While Kaiser and Hovsepyan focus on contractual sanctions (force majeure) clauses, in Chapter 16 Mercédeh Azeredo da Silveira and Cedric Ryngaert delve into the more general question of whether, and under which circumstances, a party might be exempted from liability for non-performance in case of subsequent imposition of extraterritorial or secondary sanctions. They discuss how courts and tribunals have characterized such sanctions as potential legal or factual impediments to the performance of contractual obligations, analyse the conditions that must be met for such impediments to justify a party’s exemption from liability for non-performance and point out how economic operators may be legally caught between secondary sanctions and measures enacted by states (or the EU) to thwart the effects of such sanctions.
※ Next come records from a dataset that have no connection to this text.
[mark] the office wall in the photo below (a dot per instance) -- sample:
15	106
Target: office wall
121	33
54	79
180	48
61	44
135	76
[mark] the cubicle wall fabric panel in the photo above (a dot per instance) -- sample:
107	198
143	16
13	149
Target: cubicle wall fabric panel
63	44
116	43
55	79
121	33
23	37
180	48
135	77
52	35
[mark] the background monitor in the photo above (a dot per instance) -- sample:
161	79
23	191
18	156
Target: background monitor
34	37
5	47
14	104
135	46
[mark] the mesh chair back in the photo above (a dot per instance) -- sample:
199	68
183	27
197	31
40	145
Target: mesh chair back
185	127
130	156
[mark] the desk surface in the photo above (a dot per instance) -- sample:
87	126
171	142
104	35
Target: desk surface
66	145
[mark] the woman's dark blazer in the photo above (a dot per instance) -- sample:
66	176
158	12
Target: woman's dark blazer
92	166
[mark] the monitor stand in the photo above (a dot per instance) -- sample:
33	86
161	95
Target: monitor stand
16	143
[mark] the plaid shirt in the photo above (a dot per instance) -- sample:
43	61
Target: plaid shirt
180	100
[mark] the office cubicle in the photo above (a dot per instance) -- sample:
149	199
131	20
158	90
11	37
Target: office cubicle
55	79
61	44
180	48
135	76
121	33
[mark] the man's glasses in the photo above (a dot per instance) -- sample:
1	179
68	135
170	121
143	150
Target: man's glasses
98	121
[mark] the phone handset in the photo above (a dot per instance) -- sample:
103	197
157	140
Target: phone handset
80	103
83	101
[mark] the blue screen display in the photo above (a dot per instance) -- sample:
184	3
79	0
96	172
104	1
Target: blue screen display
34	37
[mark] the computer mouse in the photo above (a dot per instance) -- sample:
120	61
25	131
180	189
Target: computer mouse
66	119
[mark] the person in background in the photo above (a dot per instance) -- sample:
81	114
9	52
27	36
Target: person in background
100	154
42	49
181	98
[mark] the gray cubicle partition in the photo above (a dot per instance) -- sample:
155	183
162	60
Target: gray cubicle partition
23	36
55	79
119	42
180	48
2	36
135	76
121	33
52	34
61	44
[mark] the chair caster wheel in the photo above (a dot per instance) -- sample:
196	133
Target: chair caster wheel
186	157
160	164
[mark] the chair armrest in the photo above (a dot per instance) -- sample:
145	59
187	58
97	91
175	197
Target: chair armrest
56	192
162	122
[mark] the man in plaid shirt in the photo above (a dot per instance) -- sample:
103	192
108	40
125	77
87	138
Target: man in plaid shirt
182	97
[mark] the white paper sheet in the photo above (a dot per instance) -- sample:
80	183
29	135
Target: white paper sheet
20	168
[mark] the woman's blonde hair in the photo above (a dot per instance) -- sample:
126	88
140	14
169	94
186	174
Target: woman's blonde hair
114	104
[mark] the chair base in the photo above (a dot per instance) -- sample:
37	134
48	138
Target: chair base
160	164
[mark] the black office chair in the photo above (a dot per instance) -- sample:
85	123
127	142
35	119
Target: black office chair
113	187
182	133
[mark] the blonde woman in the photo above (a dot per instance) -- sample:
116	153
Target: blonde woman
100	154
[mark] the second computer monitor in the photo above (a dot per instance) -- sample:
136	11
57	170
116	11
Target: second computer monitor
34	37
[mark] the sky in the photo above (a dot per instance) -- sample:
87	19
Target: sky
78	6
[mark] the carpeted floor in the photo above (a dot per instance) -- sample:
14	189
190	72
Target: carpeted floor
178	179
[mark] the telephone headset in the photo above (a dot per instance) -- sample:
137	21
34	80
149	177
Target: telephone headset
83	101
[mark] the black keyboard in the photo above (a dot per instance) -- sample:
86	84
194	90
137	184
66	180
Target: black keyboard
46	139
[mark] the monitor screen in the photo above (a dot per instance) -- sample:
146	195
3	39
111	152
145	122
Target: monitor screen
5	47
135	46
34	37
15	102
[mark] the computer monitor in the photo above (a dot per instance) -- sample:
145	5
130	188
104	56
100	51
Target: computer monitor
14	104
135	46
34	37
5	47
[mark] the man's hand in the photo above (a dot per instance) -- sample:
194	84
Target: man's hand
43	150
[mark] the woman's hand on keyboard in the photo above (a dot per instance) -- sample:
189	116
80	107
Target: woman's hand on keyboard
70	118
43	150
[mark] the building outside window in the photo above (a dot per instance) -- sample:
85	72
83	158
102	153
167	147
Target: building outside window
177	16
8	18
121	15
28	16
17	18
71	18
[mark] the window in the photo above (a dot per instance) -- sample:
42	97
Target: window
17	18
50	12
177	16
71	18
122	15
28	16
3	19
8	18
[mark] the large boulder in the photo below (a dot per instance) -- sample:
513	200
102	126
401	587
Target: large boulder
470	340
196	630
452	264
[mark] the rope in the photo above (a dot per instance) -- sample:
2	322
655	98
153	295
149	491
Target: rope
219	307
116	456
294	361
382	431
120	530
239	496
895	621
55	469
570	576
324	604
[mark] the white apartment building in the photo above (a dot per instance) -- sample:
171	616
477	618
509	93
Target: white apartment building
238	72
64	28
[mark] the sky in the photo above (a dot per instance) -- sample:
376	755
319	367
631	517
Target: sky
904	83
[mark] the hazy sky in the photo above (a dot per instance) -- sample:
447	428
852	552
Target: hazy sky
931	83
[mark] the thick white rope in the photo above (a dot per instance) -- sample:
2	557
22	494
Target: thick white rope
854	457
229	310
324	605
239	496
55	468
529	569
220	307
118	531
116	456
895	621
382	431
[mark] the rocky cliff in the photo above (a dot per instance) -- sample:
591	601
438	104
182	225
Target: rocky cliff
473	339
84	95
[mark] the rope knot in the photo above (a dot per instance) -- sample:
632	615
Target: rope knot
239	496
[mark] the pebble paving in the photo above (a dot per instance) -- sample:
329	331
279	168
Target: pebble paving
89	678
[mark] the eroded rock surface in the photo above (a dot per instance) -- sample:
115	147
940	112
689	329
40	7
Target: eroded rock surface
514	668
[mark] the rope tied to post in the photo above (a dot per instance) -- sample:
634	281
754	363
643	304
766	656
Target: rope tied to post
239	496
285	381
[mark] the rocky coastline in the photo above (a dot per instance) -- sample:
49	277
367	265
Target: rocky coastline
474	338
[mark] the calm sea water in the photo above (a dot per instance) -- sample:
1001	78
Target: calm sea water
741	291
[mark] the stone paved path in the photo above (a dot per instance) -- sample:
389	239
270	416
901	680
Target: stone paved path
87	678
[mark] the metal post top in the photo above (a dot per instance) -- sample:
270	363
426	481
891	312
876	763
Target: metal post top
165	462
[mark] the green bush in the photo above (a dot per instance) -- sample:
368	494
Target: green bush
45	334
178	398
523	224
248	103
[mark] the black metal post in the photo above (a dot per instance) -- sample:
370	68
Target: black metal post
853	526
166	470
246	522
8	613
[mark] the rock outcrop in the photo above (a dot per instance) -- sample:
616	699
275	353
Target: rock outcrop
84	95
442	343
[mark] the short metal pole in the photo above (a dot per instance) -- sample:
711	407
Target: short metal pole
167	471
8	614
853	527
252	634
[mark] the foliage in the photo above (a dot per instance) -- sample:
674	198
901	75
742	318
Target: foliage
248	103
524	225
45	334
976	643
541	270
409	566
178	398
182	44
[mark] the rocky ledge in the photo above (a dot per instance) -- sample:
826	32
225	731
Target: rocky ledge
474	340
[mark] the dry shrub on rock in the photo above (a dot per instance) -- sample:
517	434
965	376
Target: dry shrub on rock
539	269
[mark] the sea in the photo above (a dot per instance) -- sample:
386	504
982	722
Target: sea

Lastly, Part V brings together several forward-looking contributions that from different perspectives examine what the future holds in store for the adoption and contestation of secondary sanctions.

Thus, Congyan Cai (Chapter 17) examines how China has (re-)positioned itself in the sanctions landscape. Observing how (US) secondary sanctions have become a major threat for China, Cai discusses several recent Chinese instruments aimed at resisting secondary sanctions. Using a case study, he shows the impact of secondary sanctions on Chinese strategic industries and the difficulties of resisting US secondary sanctions. Cai ultimately believes that China is less likely to weaponize its economic power by imposing sanctions, although he does not exclude that China may occasionally use secondary sanctions.

Lauren E. Brown (Chapter 18) analyses how operators have sought viable alternatives to the US financial system in order to escape the reach of US secondary sanctions. She notes that one alternative is for individuals and entities to participate in the informal economy and points out that, in recent years, operators have used cryptocurrencies to challenge the US financial system. Brown concludes by observing that cryptocurrencies are unlikely to pose a real threat to US dominance, although they may complicate the enforcement process for sanctions authorities.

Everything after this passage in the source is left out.